La Casa Blanca rechazó el plan de Anthropic para extender el acceso a su modelo de IA Mythos a unas 70 empresas adicionales, según informó el Wall Street Journal. Mythos puede encontrar y explotar vulnerabilidades de software, lo que despierta preocupaciones de seguridad significativas. Actualmente, alrededor de 50 organizaciones tienen acceso a través de Project Glasswing, incluidos operadores de infraestructura crítica y agencias de gobierno como la NSA.
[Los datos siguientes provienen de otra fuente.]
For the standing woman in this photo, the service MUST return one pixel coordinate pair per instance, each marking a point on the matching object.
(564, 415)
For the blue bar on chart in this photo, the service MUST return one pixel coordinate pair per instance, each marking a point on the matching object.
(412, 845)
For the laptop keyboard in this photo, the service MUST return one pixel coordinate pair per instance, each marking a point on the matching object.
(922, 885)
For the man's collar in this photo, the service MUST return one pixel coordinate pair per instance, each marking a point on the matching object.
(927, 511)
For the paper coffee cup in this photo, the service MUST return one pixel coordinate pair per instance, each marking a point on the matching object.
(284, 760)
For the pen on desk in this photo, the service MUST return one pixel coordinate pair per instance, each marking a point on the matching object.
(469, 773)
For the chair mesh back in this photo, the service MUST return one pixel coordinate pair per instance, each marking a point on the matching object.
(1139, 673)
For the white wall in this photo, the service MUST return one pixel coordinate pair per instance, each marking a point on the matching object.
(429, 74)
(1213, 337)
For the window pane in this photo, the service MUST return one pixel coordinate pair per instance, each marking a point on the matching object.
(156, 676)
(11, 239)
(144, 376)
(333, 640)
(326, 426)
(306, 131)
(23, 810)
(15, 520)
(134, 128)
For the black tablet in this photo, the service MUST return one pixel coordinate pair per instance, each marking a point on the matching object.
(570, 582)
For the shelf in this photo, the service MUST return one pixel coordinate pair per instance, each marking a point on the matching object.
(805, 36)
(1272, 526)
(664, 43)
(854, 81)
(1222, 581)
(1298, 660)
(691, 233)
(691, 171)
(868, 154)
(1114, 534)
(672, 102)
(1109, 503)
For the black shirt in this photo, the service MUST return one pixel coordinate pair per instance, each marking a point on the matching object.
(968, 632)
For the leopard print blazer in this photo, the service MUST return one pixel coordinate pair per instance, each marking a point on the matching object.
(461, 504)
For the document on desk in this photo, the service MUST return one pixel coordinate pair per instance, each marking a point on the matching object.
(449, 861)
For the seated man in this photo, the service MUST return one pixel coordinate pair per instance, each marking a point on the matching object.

El asesor de IA David Sacks y otros funcionarios del gobierno consideran que Anthropic dispone de menos capacidad de cómputo que sus competidores, según el reporte. A pesar de los nuevos acuerdos con Amazon, Google y Broadcom, todavía falta tiempo para que la capacidad adicional entre en producción. La administración teme que sumar más usuarios podría limitar el acceso del propio gobierno al modelo.
¿Por qué importa la capacidad de cómputo aquí?
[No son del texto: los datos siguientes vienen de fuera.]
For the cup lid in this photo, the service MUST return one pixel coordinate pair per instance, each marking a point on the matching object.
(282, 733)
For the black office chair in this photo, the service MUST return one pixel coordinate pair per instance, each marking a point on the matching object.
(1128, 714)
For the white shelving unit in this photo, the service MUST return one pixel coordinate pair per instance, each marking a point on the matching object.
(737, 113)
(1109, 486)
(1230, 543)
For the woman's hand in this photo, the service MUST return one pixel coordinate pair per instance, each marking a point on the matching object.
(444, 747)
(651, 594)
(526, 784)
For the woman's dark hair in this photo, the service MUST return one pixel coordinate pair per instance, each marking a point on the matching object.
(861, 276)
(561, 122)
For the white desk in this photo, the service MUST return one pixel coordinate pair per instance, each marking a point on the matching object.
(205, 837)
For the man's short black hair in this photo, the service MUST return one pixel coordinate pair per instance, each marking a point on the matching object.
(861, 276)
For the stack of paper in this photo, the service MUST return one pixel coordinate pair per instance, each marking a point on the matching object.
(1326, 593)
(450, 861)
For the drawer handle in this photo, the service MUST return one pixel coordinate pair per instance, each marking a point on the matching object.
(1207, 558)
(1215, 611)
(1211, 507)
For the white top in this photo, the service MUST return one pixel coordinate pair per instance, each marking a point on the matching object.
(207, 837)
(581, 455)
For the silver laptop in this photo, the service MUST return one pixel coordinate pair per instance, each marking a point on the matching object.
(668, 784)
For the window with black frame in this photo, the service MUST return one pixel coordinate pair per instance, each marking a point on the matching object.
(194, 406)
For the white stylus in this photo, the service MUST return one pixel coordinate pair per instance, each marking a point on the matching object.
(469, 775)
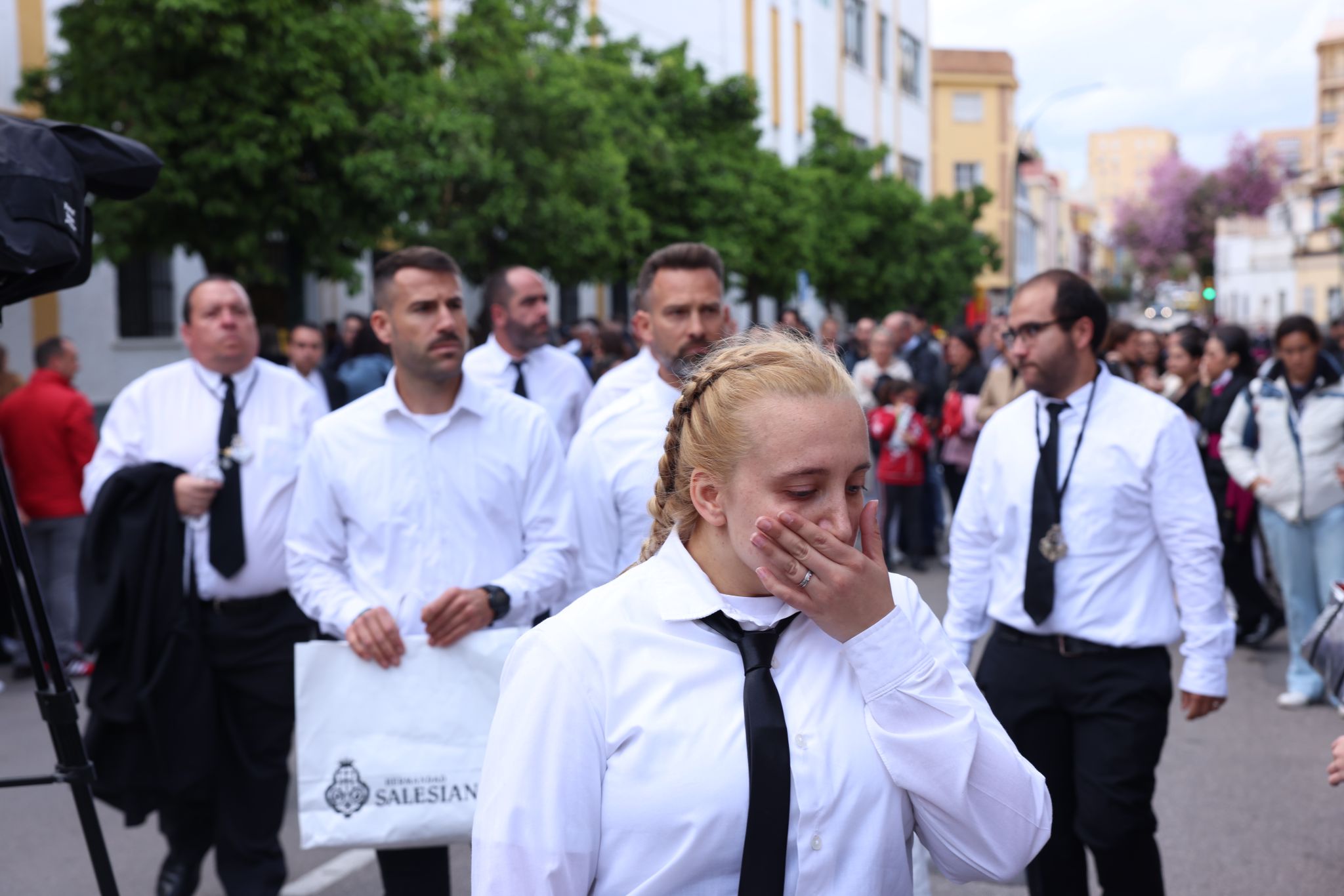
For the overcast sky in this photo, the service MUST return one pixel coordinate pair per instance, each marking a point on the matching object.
(1205, 69)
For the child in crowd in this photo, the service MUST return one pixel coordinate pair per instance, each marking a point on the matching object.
(904, 438)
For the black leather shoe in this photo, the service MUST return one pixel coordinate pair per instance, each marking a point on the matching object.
(1264, 629)
(178, 878)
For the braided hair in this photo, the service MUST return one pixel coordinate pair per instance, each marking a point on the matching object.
(706, 426)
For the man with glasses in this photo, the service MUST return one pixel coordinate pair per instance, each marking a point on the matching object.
(1082, 574)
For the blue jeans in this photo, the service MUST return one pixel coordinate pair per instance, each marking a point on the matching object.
(1308, 559)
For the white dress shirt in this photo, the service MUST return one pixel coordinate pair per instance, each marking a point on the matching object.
(618, 760)
(171, 415)
(613, 469)
(394, 508)
(866, 374)
(1137, 519)
(315, 379)
(621, 379)
(555, 379)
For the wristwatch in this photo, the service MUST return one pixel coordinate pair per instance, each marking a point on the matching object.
(499, 601)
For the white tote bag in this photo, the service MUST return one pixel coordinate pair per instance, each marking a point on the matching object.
(393, 757)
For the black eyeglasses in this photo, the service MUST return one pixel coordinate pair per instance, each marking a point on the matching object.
(1030, 332)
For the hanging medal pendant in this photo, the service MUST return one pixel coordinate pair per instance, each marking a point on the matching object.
(1053, 547)
(236, 453)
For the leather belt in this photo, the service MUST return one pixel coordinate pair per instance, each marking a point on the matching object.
(1062, 644)
(240, 606)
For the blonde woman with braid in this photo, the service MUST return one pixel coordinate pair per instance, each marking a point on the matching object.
(757, 706)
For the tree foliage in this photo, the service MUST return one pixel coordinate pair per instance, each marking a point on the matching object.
(522, 136)
(882, 245)
(318, 123)
(1171, 232)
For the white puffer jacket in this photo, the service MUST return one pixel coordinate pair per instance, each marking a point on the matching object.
(1297, 452)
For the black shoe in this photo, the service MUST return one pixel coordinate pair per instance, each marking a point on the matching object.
(1263, 630)
(178, 878)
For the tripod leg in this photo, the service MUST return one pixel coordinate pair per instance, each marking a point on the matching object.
(55, 697)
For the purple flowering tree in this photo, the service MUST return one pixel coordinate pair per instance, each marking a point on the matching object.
(1171, 232)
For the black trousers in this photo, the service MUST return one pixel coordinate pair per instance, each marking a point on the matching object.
(252, 659)
(414, 872)
(905, 504)
(1240, 574)
(1095, 727)
(956, 480)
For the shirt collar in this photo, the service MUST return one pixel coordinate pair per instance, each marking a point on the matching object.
(43, 375)
(683, 592)
(471, 398)
(501, 359)
(215, 382)
(1078, 398)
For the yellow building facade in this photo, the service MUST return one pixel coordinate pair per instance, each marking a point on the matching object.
(1118, 163)
(975, 142)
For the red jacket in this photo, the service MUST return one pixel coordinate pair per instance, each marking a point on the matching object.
(904, 464)
(49, 438)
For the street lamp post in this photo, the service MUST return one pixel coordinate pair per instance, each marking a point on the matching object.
(1017, 161)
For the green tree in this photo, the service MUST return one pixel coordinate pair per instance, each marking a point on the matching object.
(553, 191)
(882, 245)
(316, 124)
(696, 170)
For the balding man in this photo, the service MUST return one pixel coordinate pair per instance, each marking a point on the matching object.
(223, 432)
(518, 355)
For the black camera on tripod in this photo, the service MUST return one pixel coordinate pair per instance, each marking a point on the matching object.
(47, 169)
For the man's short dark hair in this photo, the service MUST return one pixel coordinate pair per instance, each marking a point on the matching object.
(311, 325)
(1076, 298)
(207, 278)
(675, 257)
(47, 351)
(418, 257)
(1297, 324)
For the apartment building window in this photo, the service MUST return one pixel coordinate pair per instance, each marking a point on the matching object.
(968, 108)
(912, 171)
(883, 46)
(855, 16)
(910, 65)
(144, 297)
(968, 175)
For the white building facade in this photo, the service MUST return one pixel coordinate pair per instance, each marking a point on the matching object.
(1253, 269)
(864, 60)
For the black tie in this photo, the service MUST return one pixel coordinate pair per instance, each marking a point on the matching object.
(766, 844)
(228, 552)
(1040, 597)
(520, 384)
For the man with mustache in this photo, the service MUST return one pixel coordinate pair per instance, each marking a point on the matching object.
(200, 457)
(433, 506)
(518, 355)
(613, 461)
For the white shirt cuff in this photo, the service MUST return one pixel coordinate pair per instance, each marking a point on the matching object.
(1205, 676)
(886, 653)
(346, 615)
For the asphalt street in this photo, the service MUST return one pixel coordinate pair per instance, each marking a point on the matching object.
(1242, 804)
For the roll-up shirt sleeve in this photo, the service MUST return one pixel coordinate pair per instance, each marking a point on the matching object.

La aritmética detrás del veto es directa: las inversiones anunciadas, sumadas, se acercan a USD 73 mil millones (33 mil millones de Amazon más hasta 40 mil millones de Google), pero el cómputo no se enciende con la firma del cheque. Construir y aprovisionar un cluster de aceleradores nuevos toma meses, y los TPUs comprometidos por Google y Broadcom se traducen en gigawatts de potencia que aún están en proceso de despliegue.
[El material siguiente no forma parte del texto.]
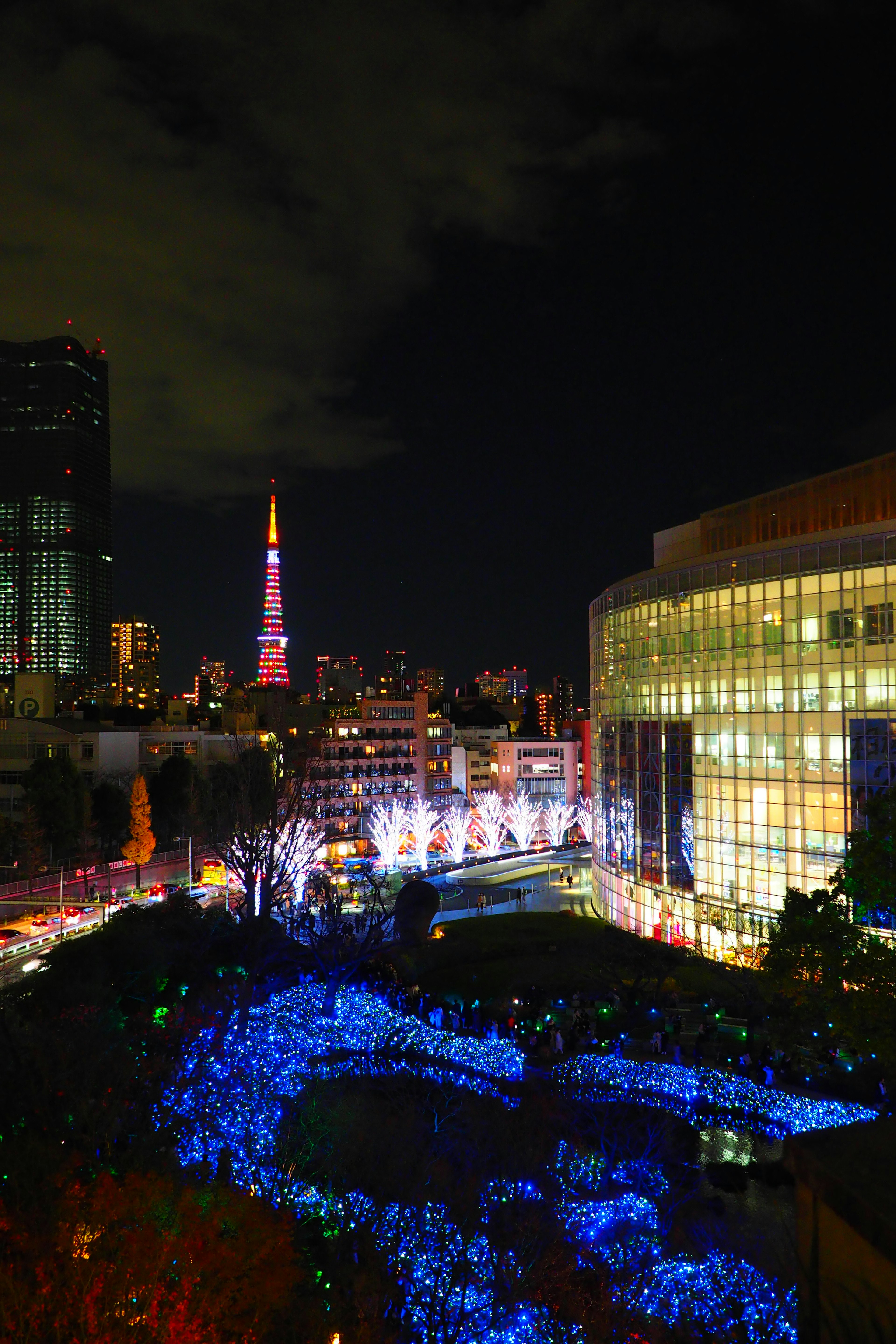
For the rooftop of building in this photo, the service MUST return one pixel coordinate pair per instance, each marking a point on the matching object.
(848, 504)
(854, 1171)
(851, 497)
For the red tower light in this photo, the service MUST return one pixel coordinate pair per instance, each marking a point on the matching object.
(272, 654)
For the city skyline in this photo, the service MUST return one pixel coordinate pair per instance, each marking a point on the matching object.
(655, 318)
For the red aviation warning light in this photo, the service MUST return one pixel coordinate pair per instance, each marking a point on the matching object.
(272, 642)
Mientras tanto, Mythos atiende un universo acotado de clientes que el Estado considera prioritarios. Si Anthropic incorpora 70 empresas adicionales sin haber escalado la infraestructura, se reparte la misma torta entre más bocas. La fila se hace más larga y los tiempos de respuesta para los clientes federales empeoran. La Casa Blanca prefiere congelar el universo a 50 organizaciones hasta que la capacidad adicional aterrice.
El contexto: tensión Pentágono-Anthropic
El veto al plan comercial coincide con un movimiento paralelo en el que la Casa Blanca está buscando cómo seguir trabajando con Anthropic tras la decisión del Pentágono de clasificar a la compañía como un riesgo en su cadena de suministro.
Es un equilibrio incómodo: el Pentágono trata a la empresa como un proveedor problemático, pero los equipos de inteligencia y ciberseguridad ya integraron Mythos en sus flujos de trabajo y no quieren perderlo. La administración termina interviniendo para que el acceso del gobierno no se diluya, y el costo lo paga el roadmap comercial de Anthropic.
¿Qué viene en la negociación?
El reporte no detalla cuándo se reabriría el acceso para las 70 empresas en lista de espera. La señal hacia el resto de la industria es clara: cuando un modelo tiene capacidades sensibles de ciberseguridad, el gobierno se reserva un derecho de veto sobre quién más entra a la lista de clientes, aunque no haya un mecanismo regulatorio formal que lo establezca por escrito.
Reporte original publicado en The Decoder, basado en información del Wall Street Journal.